Dirigió una mirada a Bartan, consciente por primera vez de la insólita situación del joven, y vio que sus ojos estaban clavados en la parte posterior de la cabeza de Sondeweere, con una expresión ensimismada y sombría. Al captar la mirada de Toller, Bartan esbozó una sonrisa triste y le ofreció el odre de coñac. Toller hizo ademán de evitarlo y percibió un inicio de desafío en el rostro del joven; entonces giró hacia arriba la palma de la mano con un movimiento reflejo. «Me estoy haciendo blando», pensó al aceptar el odre de coñac y beber un buen trago, «pero quizá no por demasiado tiempo».

—¿Y tú, Sondy? —preguntó Bartan, en franca actitud provocativa—. ¿Te apetece un trago de coñac para entrar en calor?

—No. Su calor es ficticio, y el sabor me parece desagradable.

—Me lo imaginaba —dijo Bartan, y ahora en su voz tenía un tono apesadumbrado y hosco—. ¿Cómo has sobrevivido todo este tiempo? ¿Con néctar y rocío? Cuando volvamos a nuestra granja tendrás la posibilidad de hartarte de eso, pero confío en que no pondrás ninguna objeción si yo sigo prefiriendo bebidas más fuertes.

Sondeweere le dirigió una mirada de súplica.

—Bartan, tienes derecho a forzar una salida… aunque algunas cosas que debo decirte sería mejor tratarlas en privado, pero nosotros…

—No tengo nada que ocultar a mis amigos, Sondy. ¡Adelante! Explícanos que no sería adecuado para una princesa acostarse con un campesino.

—Bartan, por favor, no te causes más daño inútil —Sondeweere había elevado el tono de voz para superar el ruido del vehículo que seguía avanzando velozmente, pero en ella había ternura y preocupación—. Incluso a pesar de que he cambiado mucho, seguiría siendo tu esposa, pero nunca podrá ser… porque…

—¿Por qué?

—Porque tengo un deber más importante con la población humana de Overland. Me niego a privar a mi propia gente de su patrimonio evolutivo fundando una dinastía de simbonitas que dominarían a los seres humanos corrientes y, por último, los conducirían a la extinción.

Bartan pareció asombrado al oír una razón en la que no había pensado, pero aún estaba excitado en exceso para comprender con rapidez.

—Pero no es necesario que tengamos hijos. Hay métodos… la doncellamiga es sólo uno… Y además, nunca entró en mis cálculos cargar con un montón de criaturas ruidosas.

Sondeweere consiguió reírse.

—No me mientas, Bartan. Sé lo mucho que te gustan los niños, pero los descendientes verdaderos; los nuestros serían híbridos extraños. Si tienes la gran fortuna de volver vivo a Overland, tu única posibilidad de ser feliz es establecerte con una joven normal que te dé hijos normales. Ése, créeme, es un futuro por el que vale la pena esperar y luchar.

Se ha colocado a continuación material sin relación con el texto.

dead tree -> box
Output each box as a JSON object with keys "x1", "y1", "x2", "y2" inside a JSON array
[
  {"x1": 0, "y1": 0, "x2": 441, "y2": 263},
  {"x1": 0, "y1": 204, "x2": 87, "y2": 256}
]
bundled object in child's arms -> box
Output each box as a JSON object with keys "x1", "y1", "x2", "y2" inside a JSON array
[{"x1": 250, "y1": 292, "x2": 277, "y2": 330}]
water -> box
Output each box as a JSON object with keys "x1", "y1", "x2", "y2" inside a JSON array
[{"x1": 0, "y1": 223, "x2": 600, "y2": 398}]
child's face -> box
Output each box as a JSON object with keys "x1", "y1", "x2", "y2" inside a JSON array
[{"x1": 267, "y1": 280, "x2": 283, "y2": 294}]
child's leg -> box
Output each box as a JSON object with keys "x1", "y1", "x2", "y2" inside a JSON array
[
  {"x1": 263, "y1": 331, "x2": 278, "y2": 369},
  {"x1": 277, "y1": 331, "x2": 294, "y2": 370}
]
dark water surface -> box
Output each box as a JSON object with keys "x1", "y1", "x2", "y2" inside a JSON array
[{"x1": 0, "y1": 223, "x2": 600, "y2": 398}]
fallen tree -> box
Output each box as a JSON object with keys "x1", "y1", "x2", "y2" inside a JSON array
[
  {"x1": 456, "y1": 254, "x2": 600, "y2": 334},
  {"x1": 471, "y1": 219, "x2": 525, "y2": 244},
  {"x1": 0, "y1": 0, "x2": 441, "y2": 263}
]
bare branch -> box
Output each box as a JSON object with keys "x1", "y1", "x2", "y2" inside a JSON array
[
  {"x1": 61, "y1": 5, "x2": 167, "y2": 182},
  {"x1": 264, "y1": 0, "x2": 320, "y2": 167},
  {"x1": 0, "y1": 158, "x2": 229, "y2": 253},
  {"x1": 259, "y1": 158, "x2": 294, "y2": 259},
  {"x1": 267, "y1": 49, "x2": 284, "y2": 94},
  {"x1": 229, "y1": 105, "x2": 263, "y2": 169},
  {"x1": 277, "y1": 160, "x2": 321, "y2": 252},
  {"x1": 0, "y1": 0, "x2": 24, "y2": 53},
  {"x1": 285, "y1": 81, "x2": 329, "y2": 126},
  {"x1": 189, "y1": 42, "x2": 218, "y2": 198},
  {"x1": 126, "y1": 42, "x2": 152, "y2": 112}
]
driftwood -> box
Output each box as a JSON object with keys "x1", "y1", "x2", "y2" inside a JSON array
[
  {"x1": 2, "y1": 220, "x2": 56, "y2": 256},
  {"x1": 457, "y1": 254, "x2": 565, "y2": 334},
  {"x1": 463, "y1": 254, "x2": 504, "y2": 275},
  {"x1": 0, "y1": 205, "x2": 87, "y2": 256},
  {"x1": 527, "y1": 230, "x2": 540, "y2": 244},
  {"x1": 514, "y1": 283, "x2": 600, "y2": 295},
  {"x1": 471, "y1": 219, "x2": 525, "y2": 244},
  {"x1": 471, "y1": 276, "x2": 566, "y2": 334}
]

—Pero es un futuro que rechazo —dijo Bartan.

—La decisión no está en tus manos, Bartan —Sondeweere se interrumpió cuando el vehículo transportador chocó contra una elevación del terreno y el estruendo hizo imposible la conversación—. ¿Te has olvidado de los simbonitas de este planeta? Si logramos robarles la nave y volver a Overland en ella, construirán otra e irán a buscarme. No correrán el riesgo de que sobreviva con la posibilidad de tener hijos. Creo que la segunda nave llevará armas, armas terribles, y los simbonitas estarán dispuestos a usarlas.